Foi nesse contexto que o Ministério da Saúde viu-se constrangido a estabelecer um acordo com a Abbott para a redução do preço de um importante medicamento para AIDS, o Kaletra, em vez de suspender os direitos de patente e produzi-lo em laboratórios públicos. Foi justamente o que ocorreu quando os direitos de patente sobre o Efavirenz (outro importante ARV) foram declarados de interesse público em 2007 e o país mostrou-se incapaz de produzir sua versão genérica, sendo, mais uma vez, necessária a importação.
Em resposta à crescente demanda por importação e à necessidade de aperfeiçoar o processo produtivo para suprir necessidades da política de saúde, o setor farmacêutico foi incluído na Política Industrial, Tecnológica e de Comércio Exterior em 2003, passando a receber aportes do BNDES por meio de uma linha de crédito específica (Profarma), configurando uma mudança na política prioritária do MS, por meio de um programa para o Complexo Industrial da Saúde (CIS).
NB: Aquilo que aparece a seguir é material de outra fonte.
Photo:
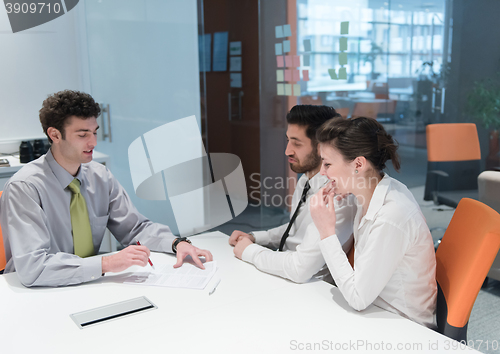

Este visou reorientar o papel dos laboratórios públicos, por meio de parcerias com empresas privadas para transferência de tecnologia e produção de medicamentos de maior valor agregado, com a garantia de compra de sua produção pelo governo federal. O MS declarou explicitamente que essa política visava reduzir a vulnerabilidade da política de saúde e alinhar os objetivos do SUS à necessidade de transformação da capacidade produtiva e às estruturas de inovação do país.
Outra fragilidade do setor farmacêutico ficou evidente com a introdução de uma regulação para medicamentos genéricos em 1999, que alterou os requisitos técnicos que as indústrias deveriam cumprir para registrar seus produtos. O argumento do MS era de que isto aumentaria a segurança dos mesmos. Entretanto, esta norma excluiria do mercado diversos produtores nacionais, incapazes de adaptar suas plantas fabris e processos às novas (e custosas) exigências regulatórias. Em resposta a essa fragilidade, o governo criou uma série de instrumentos para melhorar a capacidade da indústria nacional, entre os quais estava o Profarma. Inicialmente, aproximadamente 49% dos empréstimos do Profarma foram para melhoria das plantas fabris, para adaptá-las às novas exigências regulatórias. Mais recentemente, o programa passou a investir em inovação, de forma a atender necessidades específicas em saúde.
Assim, as condições de produção de medicamentos são tão cruciais para a efetividade da política de saúde quanto a oferta de médicos, do que decorre que as fontes de inovação nesse campo não podem ser negligenciadas. Intervenções na saúde catalisaram ações para promover o desenvolvimento industrial farmacêutico. Se por um lado, seus efeitos só serão conhecidos a longo prazo; por outro, há uma preocupação, da sociedade civil e empresários, com a transparência na condução desta política (Valor, 26/08/2013). Se estas ações estiverem sendo conduzidas de forma a favorecer interesses específicos, corre-se o risco que seus efeitos sejam corrompidos logo na partida.